5.2. The Customer acknowledges and agrees that Customer Personal Information may be processed by Sub-processors outside the European Economic Area or the country where the Customer is located in order to carry out the Service and Helder's other obligations under the Terms.  


6. TERM AND TERMINATION
6.1. This Addendum shall commence on the effective date of your subscription to the Service and continue in full force and effect until the termination or expiration of the Terms between us.


7. DELETION OF CUSTOMER PERSONAL INFORMATION
7.1. Within six (6) months of the termination of this Addendum, Helder shall delete the Customer Personal Information and delete any existing copies in its possession unless; (i) required to retain such Customer Personal Information under applicable law; or, (ii) the Customer requests that Helder return the Customer Personal Information to it.


8. GOVERNING LAW
8.1. This Addendum and any dispute arising out of or in relation to it (whether contractual or non-contractual) shall be governed by and construed in accordance with the laws of the State of California.

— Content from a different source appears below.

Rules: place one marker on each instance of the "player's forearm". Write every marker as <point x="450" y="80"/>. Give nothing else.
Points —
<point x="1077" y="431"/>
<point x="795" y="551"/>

APPENDIX 1: Description of Information Processing
The data processing activities carried out by Helder under this Addendum are as follows:

Description of Service:
Helder offers a read-only application that enables Customers to display their data in visualizations and quickly create a new, actionable perspective on their business.

Subject-matter of Processing:
Helder processes certain Customer Personal Information on behalf of its Customers in relation to data visualization and being able to quickly create a new, actionable perspective on their business. The content of the Customer Personal Information is determined by its Customers, the data controllers, who either push data to Helder or prepare queries to be requested by Helder to capture data from Customers’ systems or third party software platforms.

Duration of Processing:
For the duration of the Services to which this Addendum relates.

Nature and purpose of Processing:
To enable Helder to provide the Customer with certain Services in relation to data visualization and being able to quickly create a new, actionable perspective on their business in accordance with the Terms.

Type of Personal Information:
Customer Personal Information relating to Customers and provisioned end users of the Services which is uploaded by such Customers or provisioned end users and/or otherwise collected by or on behalf of the Customer or provisioned end user as a result of use of the Services. Helder also collects information about visitors to its web properties. The collected information may include without limitation, data uploaded or pulled into Helder, personal contact information, demographic information, location information, profile data, unique IDs, passwords, usage activity, transaction history, and online behaviour and interest data.

Categories of Information Subjects:
Helder’s Customers and their provisioned users of its Services, as well as visitors to Helder’s web properties.